A preliminary study in India found no toxins, but Greenpeace and other environmental groups question the study's accuracy.

Regardless, Indian scrap dealers are now having trouble selling the WTC steel for other reasons.

"People are having some reservations. It's a sentimental matter," said O P Bajpai, an adviser to the Indian Steel Alliance lobby group. "In India, it's a matter of belief," he said, refusing to comment on other issues about the WTC scrap.

Recycling employs millions of Indians, many at the bottom of society who would have difficulty finding other jobs, and turns millions of tonnes of domestic waste into useful material.

But industry and environmental groups also share concerns that much of the recycling is actually "downcycling" -- turning out a product of much lower quality than the original.

"It is not happening because people are environmentally conscious," says K P Nyati, environmental management head for the Confederation of Indian Industry, the peak industry group.

"It's happening because it makes economic sense. It's profitable. Recycling is a nice term, but essentially it's downcycling -- you lose quality."

He said the confederation was working with industry to improve the recycling sector to lift quality and cut pollution.

"We are aware of the problems and we are trying to do something about it. We need to turn environmental threats into economic opportunities," he said.

Part of the solution is for the industry to think of recycling as part of the production process, using materials that are easy and clean to recycle and which minimise or reduce quality.

Greenpeace, for its part, wants the industry turned around, with waste-producers paying for disposal to make better and safer methods economical.

"The people who created the waste should pay for the waste," says Greenpeace head G Ananthapadmanabhan. "There really is no money in the system for state of the art (technology).

"I don't think, given the environmental standards in the developed world... this could be done at home."

But large and medium scale industrial recycling accounts for less than half of India's total recycling.

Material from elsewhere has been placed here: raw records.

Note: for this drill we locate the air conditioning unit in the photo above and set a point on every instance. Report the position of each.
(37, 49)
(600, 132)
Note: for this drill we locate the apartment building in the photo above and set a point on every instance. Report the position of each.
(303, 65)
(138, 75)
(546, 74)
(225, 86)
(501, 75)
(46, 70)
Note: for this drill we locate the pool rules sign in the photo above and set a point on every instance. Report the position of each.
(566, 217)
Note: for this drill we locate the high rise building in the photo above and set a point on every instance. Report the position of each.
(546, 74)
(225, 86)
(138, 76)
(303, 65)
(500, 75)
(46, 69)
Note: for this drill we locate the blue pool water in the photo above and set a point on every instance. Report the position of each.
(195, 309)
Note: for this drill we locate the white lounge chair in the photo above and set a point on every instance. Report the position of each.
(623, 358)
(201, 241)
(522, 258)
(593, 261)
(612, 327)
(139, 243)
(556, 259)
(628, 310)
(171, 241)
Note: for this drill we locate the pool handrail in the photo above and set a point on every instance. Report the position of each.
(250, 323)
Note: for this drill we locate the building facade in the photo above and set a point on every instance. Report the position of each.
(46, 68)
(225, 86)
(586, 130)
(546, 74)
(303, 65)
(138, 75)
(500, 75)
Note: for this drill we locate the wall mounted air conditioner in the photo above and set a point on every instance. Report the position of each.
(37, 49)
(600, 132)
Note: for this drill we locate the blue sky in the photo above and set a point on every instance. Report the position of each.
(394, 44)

The rest is done through kabadiwallahs, celebrated by the India Today newsweekly last month as "one of the world's most efficient and low-key systems", in declaring it one of the 55 top achievements of India's 55 years of independence.

Kabadiwallahs are India's army of worker ants -- men, women and children who stream out of their cardboard slums each dawn to scour the gutters and streets for useful trash, from foil medicine packets to rags, plastic bags, glass and iron.

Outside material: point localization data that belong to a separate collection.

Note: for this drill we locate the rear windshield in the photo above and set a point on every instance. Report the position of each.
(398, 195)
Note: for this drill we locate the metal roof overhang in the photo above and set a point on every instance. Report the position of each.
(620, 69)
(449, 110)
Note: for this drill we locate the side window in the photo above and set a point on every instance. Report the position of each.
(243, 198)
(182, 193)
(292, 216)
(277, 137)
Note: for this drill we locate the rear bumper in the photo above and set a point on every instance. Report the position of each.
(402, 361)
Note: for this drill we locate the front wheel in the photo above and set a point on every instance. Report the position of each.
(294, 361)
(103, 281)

The trash is brought back to the slum where, among huts made of cardboard and plastic sheeting and lanes lined by black rivulets of sewage, it is sorted, weighed and packed to await buyers from recycling factories.

DIRTY AND DANGEROUS

The work is hard, dirty and dangerous, but in a country with one of the world's highest rates of poverty it pays better than some other menial jobs, such as cycling a rickshaw.

"There are lots of dangers," says Mohammed Babul Sheikh. "We fall sick very often. We get skin rashes, fever. But, then, we are poor -- what difference does it make?"

Like many kabadiwallahs in New Delhi's Mehrauli, Sheikh, who thinks his age is about 42 or 45, fled Bangladesh -- then East Pakistan -- as a child after the 1971 India-Pakistan war.

But he is one of the luckier kabadiwallahs. He runs one of the Muslim slum's 29 warehouses, a grand term for basically a patch of open space, a crude tripod scale and a storage hut.

On rainy days during the monsoon, he brings bags of his more valuable trash, such as rags, into his single-room, double-bed sized shanty to shelter with his wife and three children.

Sheikh has five people working for him, his eight-year-old son among them. They leave the slum about four or five in the morning and collect about a tonne of 53 different kinds of waste materials, from plastic to bottles to iron and rags.

His profit? About Rs 100-120 ($2.07-$2.48) a day.

"The money is better here," says the former rickshaw puller. "I have no regrets."

But he worries his children are doomed to the same fate.

"I am a parent. Which parent doesn't have good expectations for his children? But what can we do? There is no other way."